The most common dimension of poverty was lack of access to modern cooking fuels, which can have serious health repercussions due to particle air pollution, affecting 970 million people globally. This was followed by inadequate housing and sanitation facilities, defined as lack of a durable roof, walls and a floor or a private toilet connected to a sewage system or pit, respectively. Between 800 and 900 million people globally did not meet these conditions. More than 635 did not have sufficient nutrition, shown by household members being underweight or stunted, while 582 did not have electricity at home. Around the same number of people lived in households where no member had completed six years of schooling and almost 500 million lived in households where children until grade 8 school age were not attending class.
More than 500 million had no access to a clean, protected drinking water source less than a 30 minute walk away and the same number lacked significant material assets, defined as possessing at least one item between a radio, an animal cart, a phone, a television, a computer, a refrigerator, a bicycle, a motorcycle and a car on the household level. 140 million had a child in the household die within the past five years.

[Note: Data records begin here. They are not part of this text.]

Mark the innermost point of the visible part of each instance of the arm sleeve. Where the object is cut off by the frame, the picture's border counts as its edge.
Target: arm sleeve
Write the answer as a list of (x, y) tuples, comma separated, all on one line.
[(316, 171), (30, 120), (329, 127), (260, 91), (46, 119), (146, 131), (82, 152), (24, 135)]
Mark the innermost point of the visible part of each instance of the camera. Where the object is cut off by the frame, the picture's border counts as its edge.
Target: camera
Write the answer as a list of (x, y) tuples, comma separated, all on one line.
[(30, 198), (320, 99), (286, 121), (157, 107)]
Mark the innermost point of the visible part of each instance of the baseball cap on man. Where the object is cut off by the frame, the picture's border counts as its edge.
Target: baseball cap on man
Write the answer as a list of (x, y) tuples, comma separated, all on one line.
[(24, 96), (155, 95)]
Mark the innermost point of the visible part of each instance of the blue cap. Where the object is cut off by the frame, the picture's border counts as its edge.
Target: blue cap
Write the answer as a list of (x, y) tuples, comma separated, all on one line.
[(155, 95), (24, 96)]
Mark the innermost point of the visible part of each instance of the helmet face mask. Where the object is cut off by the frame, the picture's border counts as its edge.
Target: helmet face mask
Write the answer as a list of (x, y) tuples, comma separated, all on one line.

The report found that two thirds of the 1.1 billion people affected by multidimensional poverty live in middle-income countries. Half of those affected are children and almost all were located in Sub-Saharan Africa and South Asia. Overall, the incidence of multidimensional poverty was falling, the report found. The countries most affected were Chad, the Central African Republic, Niger, Burundi and Ethiopia. The most affected nation outside of Sub-Saharan Africa is Afghanistan, followed by Papua New Guinea, Timor-Leste, Haiti, Pakistan and Myanmar. The poorest countries in Europe according to the report are Montenegro and Albania.